One Response to “What is the Angular Gyrus?”

  1. Pamela Rigg says:

    The fact that the angular gyrus is proportionately much larger in hominids than other primates, and its strategic location at the crossroads of areas specialized for processing touch, hearing and vision, leads Ramachandran to believe that it is critical both to conceptual metaphors and to cross-modal abstractions more generally. However, recent research challenges this theory

    Research by Krish Sathian (Emory University) using functional magnetic resonance imaging (fMRI) suggests that the angular gyrus does not play a role in creating conceptual metaphors. Sathian theorizes that conceptual metaphors activate the texture-selective somatosensory cortex in the parietal operculum.[2] Sathian stated that “I don’t think that there’s only one area for metaphor processing…several recent lines of research indicate that engagement with abstract concepts is distributed around the brain.”[3] Vilayanur Ramachandran commented that“the authors have paved the way” to study how different brain regions communicate. “This is a very ingenious and elegant approach to the problem.”[4]
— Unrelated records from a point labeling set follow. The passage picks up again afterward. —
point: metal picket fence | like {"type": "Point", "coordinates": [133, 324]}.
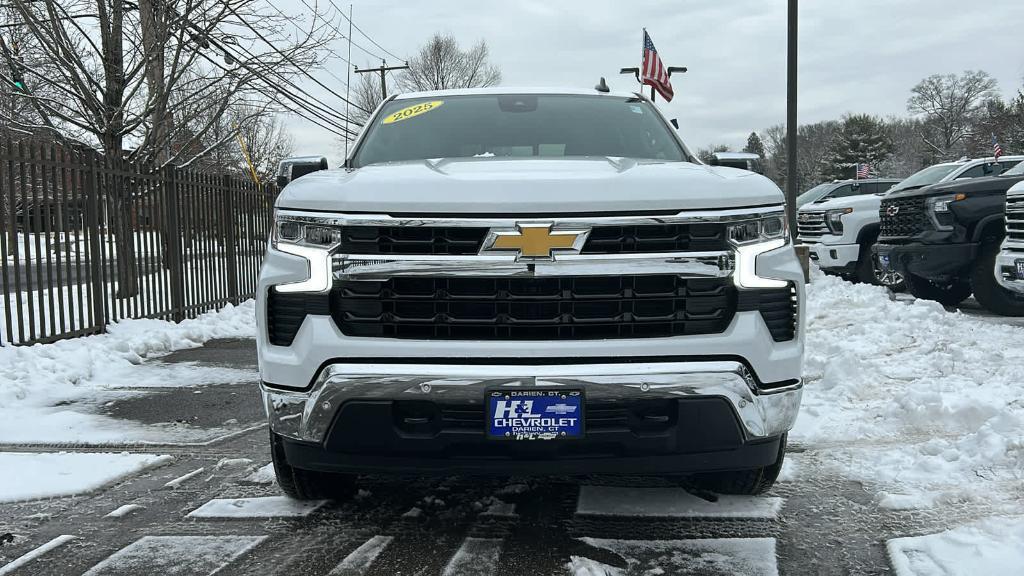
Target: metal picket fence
{"type": "Point", "coordinates": [87, 240]}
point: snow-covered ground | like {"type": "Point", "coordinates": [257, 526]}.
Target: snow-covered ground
{"type": "Point", "coordinates": [30, 477]}
{"type": "Point", "coordinates": [40, 383]}
{"type": "Point", "coordinates": [922, 405]}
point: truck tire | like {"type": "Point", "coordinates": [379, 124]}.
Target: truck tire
{"type": "Point", "coordinates": [989, 294]}
{"type": "Point", "coordinates": [747, 483]}
{"type": "Point", "coordinates": [307, 485]}
{"type": "Point", "coordinates": [946, 294]}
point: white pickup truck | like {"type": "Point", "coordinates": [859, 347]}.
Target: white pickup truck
{"type": "Point", "coordinates": [528, 282]}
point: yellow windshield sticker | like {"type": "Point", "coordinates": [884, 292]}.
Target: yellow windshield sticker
{"type": "Point", "coordinates": [413, 111]}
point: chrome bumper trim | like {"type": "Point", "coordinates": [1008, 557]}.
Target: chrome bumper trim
{"type": "Point", "coordinates": [1009, 258]}
{"type": "Point", "coordinates": [307, 415]}
{"type": "Point", "coordinates": [688, 264]}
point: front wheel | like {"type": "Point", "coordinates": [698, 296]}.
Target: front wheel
{"type": "Point", "coordinates": [748, 483]}
{"type": "Point", "coordinates": [947, 294]}
{"type": "Point", "coordinates": [307, 485]}
{"type": "Point", "coordinates": [987, 289]}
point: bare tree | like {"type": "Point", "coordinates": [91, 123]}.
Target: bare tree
{"type": "Point", "coordinates": [441, 64]}
{"type": "Point", "coordinates": [150, 82]}
{"type": "Point", "coordinates": [948, 104]}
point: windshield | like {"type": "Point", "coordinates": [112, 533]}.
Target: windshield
{"type": "Point", "coordinates": [517, 125]}
{"type": "Point", "coordinates": [813, 194]}
{"type": "Point", "coordinates": [927, 176]}
{"type": "Point", "coordinates": [1017, 170]}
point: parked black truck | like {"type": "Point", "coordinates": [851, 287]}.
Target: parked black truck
{"type": "Point", "coordinates": [944, 239]}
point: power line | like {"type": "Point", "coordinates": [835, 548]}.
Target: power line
{"type": "Point", "coordinates": [367, 36]}
{"type": "Point", "coordinates": [290, 60]}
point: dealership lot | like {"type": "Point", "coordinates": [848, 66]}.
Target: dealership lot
{"type": "Point", "coordinates": [194, 494]}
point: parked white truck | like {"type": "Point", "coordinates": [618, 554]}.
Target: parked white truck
{"type": "Point", "coordinates": [1010, 261]}
{"type": "Point", "coordinates": [841, 233]}
{"type": "Point", "coordinates": [841, 227]}
{"type": "Point", "coordinates": [528, 282]}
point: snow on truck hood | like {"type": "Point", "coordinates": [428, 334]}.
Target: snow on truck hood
{"type": "Point", "coordinates": [528, 186]}
{"type": "Point", "coordinates": [862, 202]}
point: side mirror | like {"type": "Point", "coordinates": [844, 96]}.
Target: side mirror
{"type": "Point", "coordinates": [291, 168]}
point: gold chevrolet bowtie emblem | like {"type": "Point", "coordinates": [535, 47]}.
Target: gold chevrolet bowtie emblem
{"type": "Point", "coordinates": [536, 241]}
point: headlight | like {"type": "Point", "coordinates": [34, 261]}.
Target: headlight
{"type": "Point", "coordinates": [767, 228]}
{"type": "Point", "coordinates": [753, 238]}
{"type": "Point", "coordinates": [834, 219]}
{"type": "Point", "coordinates": [938, 210]}
{"type": "Point", "coordinates": [310, 238]}
{"type": "Point", "coordinates": [304, 231]}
    In Montessori education for the child 3 – 6 years old (a lot of experiential learning there!) the AG is seen as coming to play in the interconnection of touch, hearing and vision as found in the “sandpaper letters” as the child feel, says the sound of the letter, and sees the letter simultaneously! The sandpaper letters, a century before fMRI, functioned to maximize the AG processing center of the brain!